Copyrights to these papers may be held by the publishers. The download files are preprints. It is understood that all persons copying this information will adhere to the terms and constraints invoked by each author's copyright. These works may not be reposted without the explicit permission of the copyright holder.
Very fast runtime is crucial in many applications in scientific computing, multimedia processing, communication, and control. Most of these applications spend the bulk of the computation in well known mathematical functions which are provided by highly optimized libraries. The development and maintenance of these libraries has become extraordinarily difficult. Optimal performance requires multiple-core balancing, careful use of vector instruction sets, and locality optimization. These optimizations require highly-skilled programmers and are often platform-specific, which means maintenance is a considerable effort given the short processor release cycles.
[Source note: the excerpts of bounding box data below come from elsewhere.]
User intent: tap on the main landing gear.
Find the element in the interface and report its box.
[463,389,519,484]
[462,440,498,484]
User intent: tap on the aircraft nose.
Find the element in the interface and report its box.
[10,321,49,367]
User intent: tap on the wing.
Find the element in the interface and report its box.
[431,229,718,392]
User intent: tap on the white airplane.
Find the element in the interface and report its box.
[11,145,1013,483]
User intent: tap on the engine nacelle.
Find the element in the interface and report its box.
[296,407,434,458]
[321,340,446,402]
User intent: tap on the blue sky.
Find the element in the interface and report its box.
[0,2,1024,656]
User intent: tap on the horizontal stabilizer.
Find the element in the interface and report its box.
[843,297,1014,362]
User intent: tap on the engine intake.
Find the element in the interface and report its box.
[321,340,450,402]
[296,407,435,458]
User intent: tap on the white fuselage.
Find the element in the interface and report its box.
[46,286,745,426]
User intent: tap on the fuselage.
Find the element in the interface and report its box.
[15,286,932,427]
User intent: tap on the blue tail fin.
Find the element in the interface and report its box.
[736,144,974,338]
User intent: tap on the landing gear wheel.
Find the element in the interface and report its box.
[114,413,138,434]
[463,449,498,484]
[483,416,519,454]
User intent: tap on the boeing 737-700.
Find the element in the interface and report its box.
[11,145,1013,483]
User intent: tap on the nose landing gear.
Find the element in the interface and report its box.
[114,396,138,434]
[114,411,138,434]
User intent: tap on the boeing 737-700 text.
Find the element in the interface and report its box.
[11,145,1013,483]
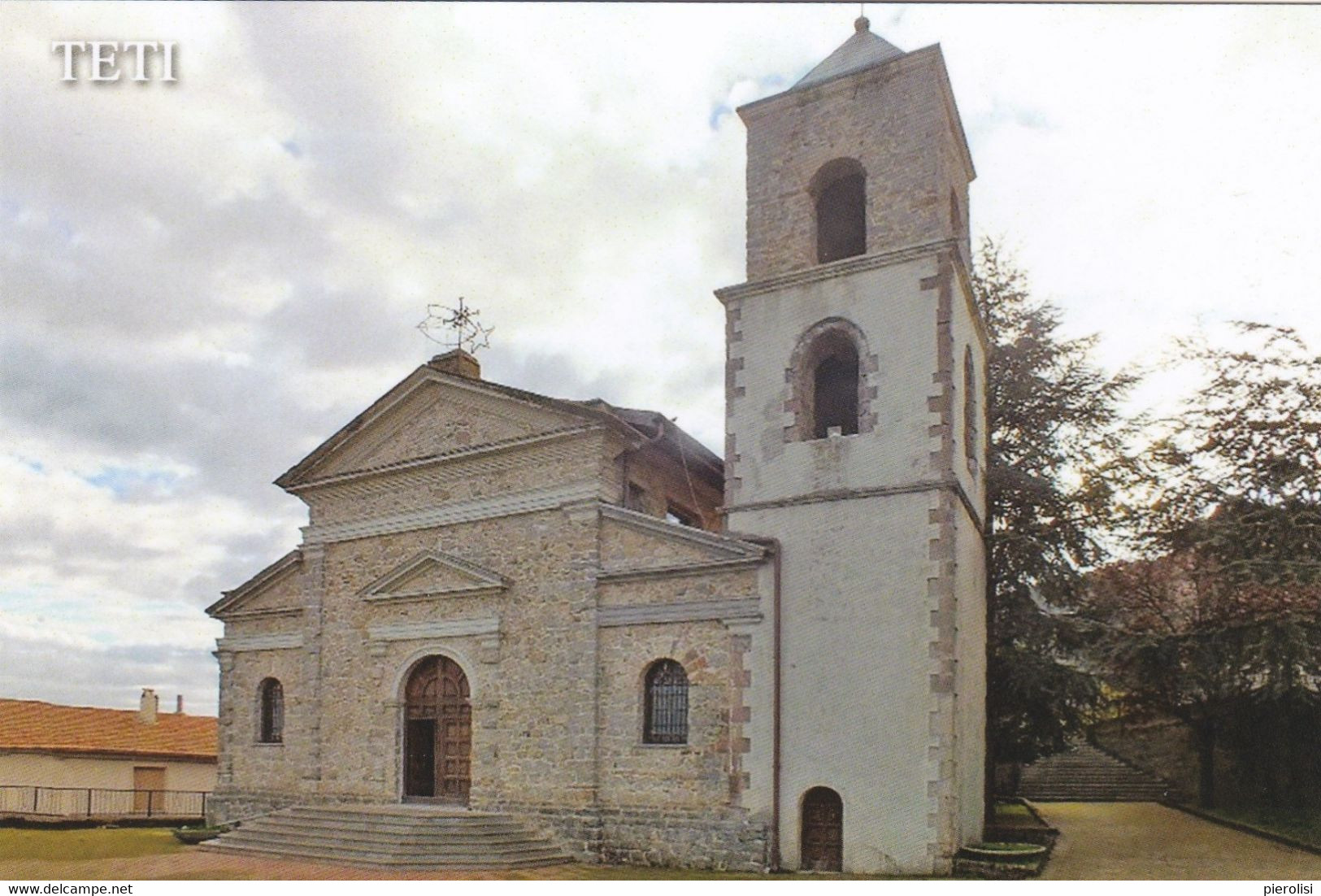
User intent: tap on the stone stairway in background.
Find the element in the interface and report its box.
[199,805,572,871]
[1019,744,1169,802]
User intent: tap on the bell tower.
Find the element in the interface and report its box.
[716,19,987,873]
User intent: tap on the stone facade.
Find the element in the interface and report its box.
[209,20,985,873]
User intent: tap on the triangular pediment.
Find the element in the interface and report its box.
[362,551,510,600]
[315,381,583,477]
[601,505,767,576]
[206,550,302,619]
[276,365,624,489]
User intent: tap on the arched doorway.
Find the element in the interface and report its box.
[799,788,844,871]
[404,657,473,803]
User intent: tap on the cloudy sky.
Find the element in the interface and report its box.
[0,2,1321,711]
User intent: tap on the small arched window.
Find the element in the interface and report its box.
[809,159,867,264]
[812,340,858,439]
[784,317,877,441]
[258,678,284,744]
[963,345,978,471]
[642,659,689,744]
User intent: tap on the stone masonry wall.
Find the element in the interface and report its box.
[740,48,967,281]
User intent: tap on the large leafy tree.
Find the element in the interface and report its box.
[1087,324,1321,806]
[972,241,1135,763]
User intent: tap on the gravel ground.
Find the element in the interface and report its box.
[1034,802,1321,881]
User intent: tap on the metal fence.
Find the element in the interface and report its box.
[0,784,210,818]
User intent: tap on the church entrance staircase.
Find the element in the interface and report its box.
[202,805,572,871]
[1019,744,1169,802]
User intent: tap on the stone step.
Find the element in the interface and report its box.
[1019,744,1168,802]
[228,826,555,854]
[208,837,563,867]
[241,818,545,845]
[254,816,527,837]
[198,841,573,871]
[202,805,572,868]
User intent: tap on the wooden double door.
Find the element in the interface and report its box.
[404,657,473,803]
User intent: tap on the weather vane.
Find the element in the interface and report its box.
[418,296,495,354]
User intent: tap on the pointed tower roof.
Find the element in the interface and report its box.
[790,16,904,90]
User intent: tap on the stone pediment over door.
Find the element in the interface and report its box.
[362,551,513,600]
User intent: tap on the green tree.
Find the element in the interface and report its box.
[972,241,1135,777]
[1087,324,1321,806]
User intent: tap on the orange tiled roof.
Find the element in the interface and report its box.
[0,698,217,761]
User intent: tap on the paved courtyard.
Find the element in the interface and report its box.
[1036,802,1321,881]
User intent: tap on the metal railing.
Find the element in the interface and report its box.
[0,784,210,818]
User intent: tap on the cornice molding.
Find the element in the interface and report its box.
[215,634,302,653]
[596,556,767,584]
[596,598,763,628]
[302,480,600,545]
[285,423,605,494]
[367,615,499,641]
[716,239,959,302]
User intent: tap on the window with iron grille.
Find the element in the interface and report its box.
[258,678,284,744]
[642,659,689,744]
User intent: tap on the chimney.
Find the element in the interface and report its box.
[137,687,160,725]
[431,349,482,379]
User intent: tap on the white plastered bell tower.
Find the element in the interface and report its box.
[717,19,987,873]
The Spiral system has successfully addressed these issues by automatically generating high performance libraries given only a high-level mathematical algorithm description in a language called SPL. Spiral produced high performance code using a number of techniques including SPL rewriting systems and a form iterative compilation. However, to date Spiral has been limited in two key aspects. First, Spiral could only generate libraries for the domain of linear transforms; second, all optimizations for a specific target platform are performed during the source code generation, that is, the produced libraries themselves had no dynamic platform-adaptation mechanism.
In this thesis we make progress on both fronts. We present a framework and its implementation for the computer generation of functionalities that are not transforms, specifically matrix multiplication and convolutional decoding. The framework builds on the operator language (OL) that we introduce and that extends SPL. Similar to prior work on transforms, we then develop OL rewriting system to explore algorithm choice, to vectorize and parallelize, and to derive the basic library structure called recursion step closure. The actual code is obtained through a backend that supports different target languages. The generated libraries exhibit a performance comparable to libraries that are hand-written for commodity workstations.
Further, we enable the generation of platform-adaptive libraries, through adaptation modules that can be inserted into our libraries, which are generated to support different ways to compute the same function. We distinguish between online adaptation and offline adaptation and provide mechanism for both. Online adaptation happens during the actual user function call when the input size is provided. Given this size, the library searches for the best computation strategy inside the library, which can then be used for subsequent computations of this size. We provide the dynamic programming strategy used in prior work and introduce a novel kind of Monte-Carlo search on graphs. Finally, we present a machine learning approach that performs offline (during installation time) adaptation with an online adaptive library. First a search is run to produce solutions for a set of sizes. Based on the result, a learning algorithm derives solutions for all sizes in the form of a set of decision trees that are then inserted into the library to render it deterministic. Experiments show the viability of both approaches.